Melchior: Auf jeden Fall ist das ein Erfolgsmodell. Aber es ist gar keine Umwidmung, weil die Kirche in den Siebziger-Jahren als Multifunktionsraum gebaut worden war. Es war von Anfang an geplant, dass in der Kirche Konzerte stattfinden.  Und es haben in den ersten Jahren auch Konzerte stattgefunden, zum Beispiel mit dem Rundfunkchor. Diese Konzertreihe ist dann leider eingeschlafen. Nun haben wir mit der Kulturkirche die originale Nutzung wieder aufgegriffen.

herrsching.online: Hilft die Kulturkirche der Kirchengemeinde, den sakralen Raum zu finanzieren? Oder einfacher: Bringen die Konzerte Geld ein für die Kirche?

Melchior: Tatsächlich ist es schwierig, mit der Kultur Geld zu verdienen.  Kultur ist meistens ein Minusgeschäft, und wir schaffen es, gerade so auf Null rauszukommen.  Es ist also kein Geschäftsmodell, sondern eine Belebung für die Gemeinde. 

herrsching.online: Wo liegen denn die Schwerpunkte des Programms?

Melchior: Ich versuche, ein Programm zu gestalten, in dem alle Genres vorkommen.
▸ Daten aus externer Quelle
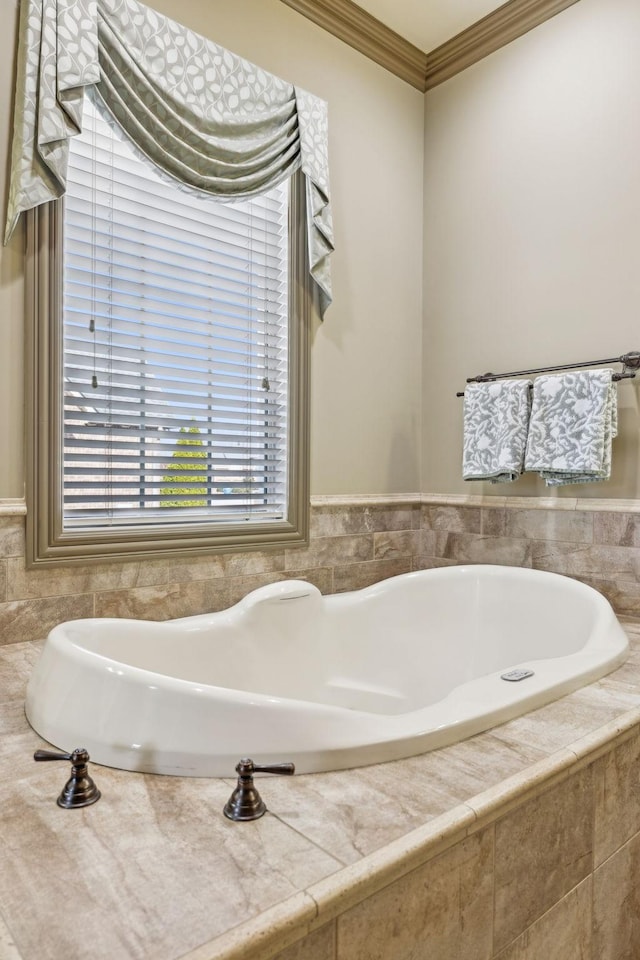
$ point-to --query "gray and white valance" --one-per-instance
(206, 117)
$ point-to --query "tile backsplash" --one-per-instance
(353, 544)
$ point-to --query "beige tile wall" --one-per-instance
(350, 547)
(556, 877)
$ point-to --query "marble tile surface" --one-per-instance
(543, 849)
(442, 909)
(451, 519)
(539, 524)
(563, 933)
(329, 551)
(617, 798)
(355, 576)
(24, 620)
(616, 904)
(329, 521)
(319, 945)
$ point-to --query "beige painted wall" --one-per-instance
(532, 226)
(366, 363)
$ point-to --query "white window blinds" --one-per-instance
(175, 344)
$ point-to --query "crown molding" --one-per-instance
(350, 23)
(496, 30)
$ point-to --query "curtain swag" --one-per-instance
(206, 117)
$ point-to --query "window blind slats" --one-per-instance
(176, 402)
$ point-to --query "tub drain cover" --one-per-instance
(515, 675)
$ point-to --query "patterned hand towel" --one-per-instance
(574, 418)
(496, 418)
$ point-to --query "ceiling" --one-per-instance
(428, 23)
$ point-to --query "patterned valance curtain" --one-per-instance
(205, 116)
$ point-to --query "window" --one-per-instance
(169, 363)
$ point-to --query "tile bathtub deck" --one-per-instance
(155, 871)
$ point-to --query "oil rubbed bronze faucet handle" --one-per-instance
(51, 755)
(80, 789)
(245, 803)
(284, 769)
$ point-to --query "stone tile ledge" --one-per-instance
(17, 507)
(532, 503)
(265, 936)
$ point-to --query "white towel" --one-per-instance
(574, 418)
(496, 418)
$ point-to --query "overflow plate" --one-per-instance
(514, 675)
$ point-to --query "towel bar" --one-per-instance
(630, 365)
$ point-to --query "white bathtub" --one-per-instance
(407, 665)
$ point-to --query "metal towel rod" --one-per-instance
(630, 365)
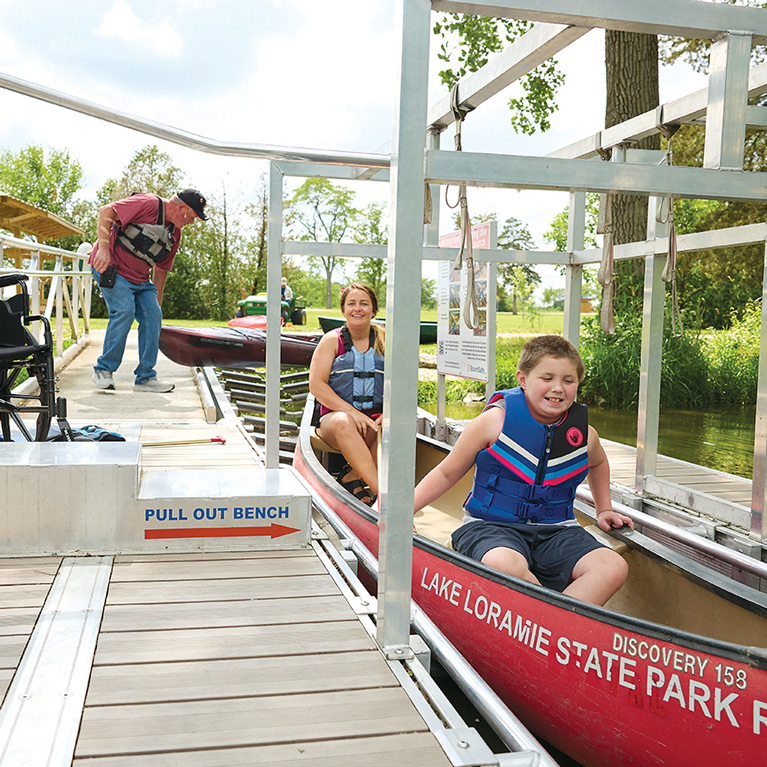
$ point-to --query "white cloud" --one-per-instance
(121, 23)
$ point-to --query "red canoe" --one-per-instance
(232, 347)
(253, 321)
(674, 673)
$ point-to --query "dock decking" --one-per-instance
(235, 658)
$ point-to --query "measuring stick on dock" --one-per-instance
(215, 440)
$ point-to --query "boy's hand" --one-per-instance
(612, 520)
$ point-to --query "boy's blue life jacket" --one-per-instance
(531, 472)
(150, 242)
(356, 376)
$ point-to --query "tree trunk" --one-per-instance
(631, 66)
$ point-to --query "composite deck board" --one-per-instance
(18, 620)
(216, 590)
(726, 487)
(242, 677)
(24, 586)
(203, 556)
(248, 612)
(231, 642)
(254, 668)
(207, 570)
(236, 452)
(401, 750)
(129, 729)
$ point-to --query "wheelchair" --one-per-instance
(20, 351)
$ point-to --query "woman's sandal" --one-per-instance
(356, 487)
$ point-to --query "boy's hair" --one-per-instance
(549, 346)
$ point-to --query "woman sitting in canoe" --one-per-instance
(531, 447)
(346, 378)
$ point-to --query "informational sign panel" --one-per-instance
(461, 350)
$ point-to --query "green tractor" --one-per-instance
(292, 311)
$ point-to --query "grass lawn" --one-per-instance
(545, 322)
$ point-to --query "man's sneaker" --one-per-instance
(155, 385)
(103, 379)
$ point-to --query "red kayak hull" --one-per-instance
(605, 688)
(231, 347)
(253, 321)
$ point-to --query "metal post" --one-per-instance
(727, 101)
(34, 292)
(397, 470)
(576, 229)
(273, 313)
(758, 484)
(651, 355)
(59, 283)
(491, 318)
(433, 138)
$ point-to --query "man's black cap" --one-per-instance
(195, 201)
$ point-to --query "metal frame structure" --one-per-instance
(69, 285)
(416, 161)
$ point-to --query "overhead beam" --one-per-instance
(518, 172)
(678, 18)
(534, 47)
(678, 112)
(333, 249)
(340, 172)
(185, 138)
(715, 239)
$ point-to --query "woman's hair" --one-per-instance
(379, 331)
(549, 346)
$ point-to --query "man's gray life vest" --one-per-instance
(150, 242)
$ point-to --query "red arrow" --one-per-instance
(273, 531)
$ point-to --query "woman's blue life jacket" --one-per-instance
(531, 472)
(356, 376)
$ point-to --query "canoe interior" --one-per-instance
(655, 590)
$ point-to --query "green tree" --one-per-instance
(258, 210)
(372, 228)
(149, 170)
(428, 294)
(320, 211)
(467, 44)
(515, 235)
(48, 179)
(214, 265)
Dabei ist mir wichtig, ein gewisses Niveau zu wahren. Das Publikum darf sicher sein, dass ein professionelles Niveau garantiert ist. 
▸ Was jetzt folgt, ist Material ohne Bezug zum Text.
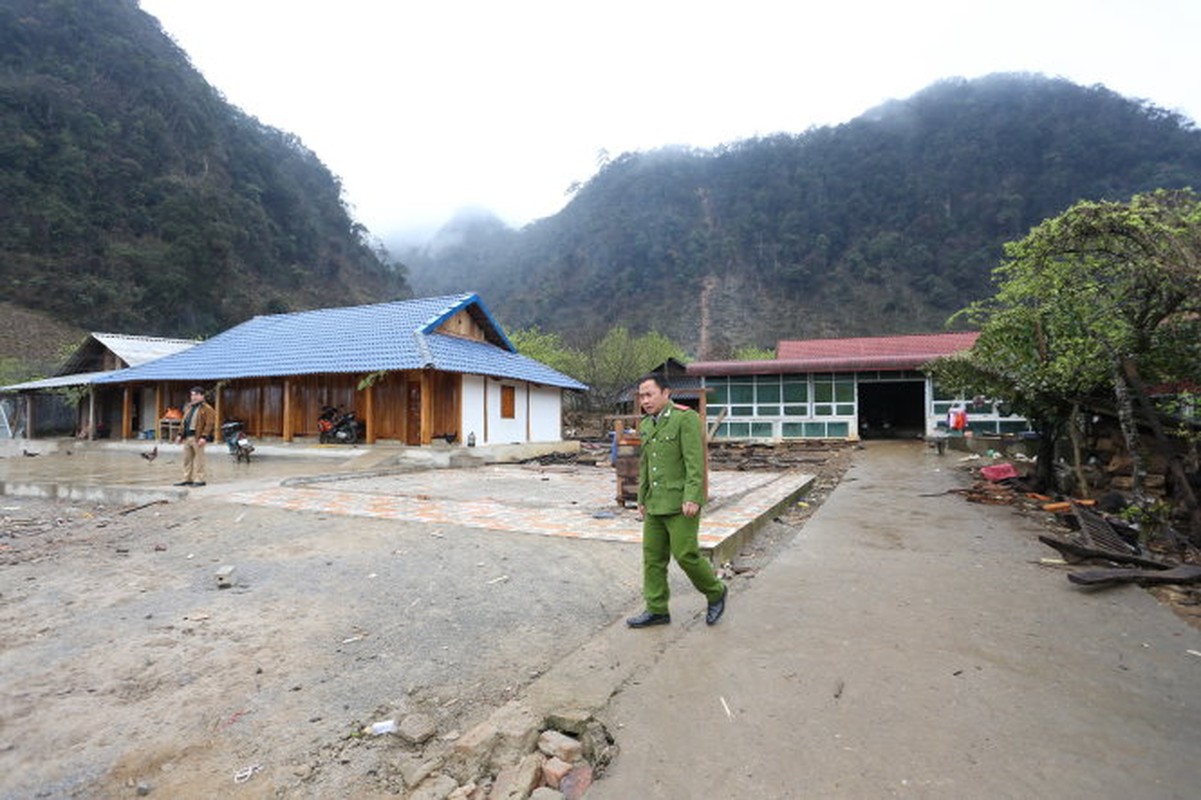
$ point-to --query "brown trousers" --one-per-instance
(195, 467)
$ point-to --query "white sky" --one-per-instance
(423, 107)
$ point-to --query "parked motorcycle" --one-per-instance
(235, 440)
(338, 428)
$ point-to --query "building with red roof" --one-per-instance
(870, 387)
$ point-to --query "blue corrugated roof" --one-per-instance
(354, 339)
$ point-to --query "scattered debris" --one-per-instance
(1188, 573)
(225, 577)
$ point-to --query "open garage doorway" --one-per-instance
(892, 410)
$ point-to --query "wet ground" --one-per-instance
(362, 590)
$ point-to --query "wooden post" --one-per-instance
(216, 410)
(426, 406)
(160, 409)
(369, 413)
(126, 411)
(29, 416)
(704, 437)
(91, 413)
(287, 410)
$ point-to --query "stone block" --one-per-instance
(554, 770)
(517, 728)
(554, 742)
(577, 782)
(417, 728)
(437, 787)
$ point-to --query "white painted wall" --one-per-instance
(545, 415)
(472, 409)
(537, 412)
(503, 431)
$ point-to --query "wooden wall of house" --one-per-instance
(395, 404)
(462, 324)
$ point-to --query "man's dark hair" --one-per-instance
(657, 380)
herrsching.online: Welche Veranstaltungen waren am besten besucht, und welche waren eher ein Flop?

Melchior: Am besten besucht waren das Konzert von Arabella Steinbacher, der weltberühmten Violinistin, und von KlangZeit (lacht). In den letzten zwei Jahren hatten wir bei jeder Veranstaltung mindesten 100 Besucher, bei manchen Veranstaltungen durften wir uns sogar über 300 Besucher freuen. Darauf bin ich ein bisschen stolz.  Im Durchschnitt waren es 160 Besucher, und das ist für eine ländliche Konzertreihe wirklich super…
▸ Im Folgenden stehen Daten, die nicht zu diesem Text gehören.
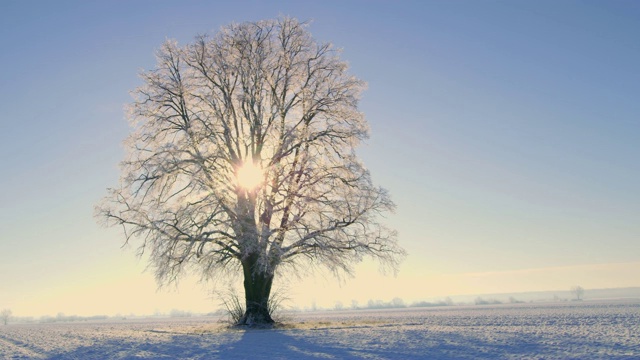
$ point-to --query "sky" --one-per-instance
(507, 133)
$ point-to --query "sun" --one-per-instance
(250, 175)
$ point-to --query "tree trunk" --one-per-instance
(257, 289)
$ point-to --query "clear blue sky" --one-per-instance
(507, 132)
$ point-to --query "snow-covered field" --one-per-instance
(586, 330)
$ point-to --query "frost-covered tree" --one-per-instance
(5, 315)
(242, 160)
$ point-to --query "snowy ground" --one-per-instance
(588, 330)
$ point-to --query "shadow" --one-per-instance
(377, 342)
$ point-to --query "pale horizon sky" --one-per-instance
(507, 133)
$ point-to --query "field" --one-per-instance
(570, 330)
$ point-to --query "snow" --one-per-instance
(574, 330)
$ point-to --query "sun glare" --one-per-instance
(250, 175)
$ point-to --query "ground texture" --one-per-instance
(586, 330)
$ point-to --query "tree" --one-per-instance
(578, 292)
(5, 315)
(242, 160)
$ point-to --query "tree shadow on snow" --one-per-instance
(318, 344)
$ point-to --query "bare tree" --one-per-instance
(578, 292)
(5, 315)
(242, 160)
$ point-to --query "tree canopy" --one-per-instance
(242, 156)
herrsching.online: Das sind knapp zehn Prozent der Breitbrunner Gesamtbevölkerung. Und welche Veranstaltung war bisher am wenigsten gut besucht?

Melchior:  Das Theaterstück „Judas, eine Art Rechtfertigung“ wurde während der Coronazeit aufgeführt. Da hielt sich die Besucherzahl sehr in Grenzen – alle Anwesenden waren aber sehr begeistert. Nun versuchen wir es im Herbst noch einmal mit dem Genre Theater und schauen mal, ob wir jetzt mehr Zulauf haben. Das Stück heißt „Der Kontrabass“ von Patrick Süskind.

herrsching.online: … ein herrliches Stück…

Melchior: … mit dem Wiener Schauspieler Fridolin Meinl. Ich freue mich darauf.
 

herrsching.online Auf welche Programm-Highlights dürfen wir uns noch freuen?

Melchior: Im nächsten Jahr wird es eine Uraufführung bei uns in der Kirche geben mit dem  jungen Ensemble Interchange, das eigentlich Barockmusik macht.  Es bringt eine Komposition mit nach Breitbrunn, die extra für das Ensemble geschrieben wurde. Das Ensemble und der Komponist der Uraufführung hatten ein Stipendium des Deutschen Musikrats und waren beide Preisträger beim Deutschen Musikwettbewerb 2024.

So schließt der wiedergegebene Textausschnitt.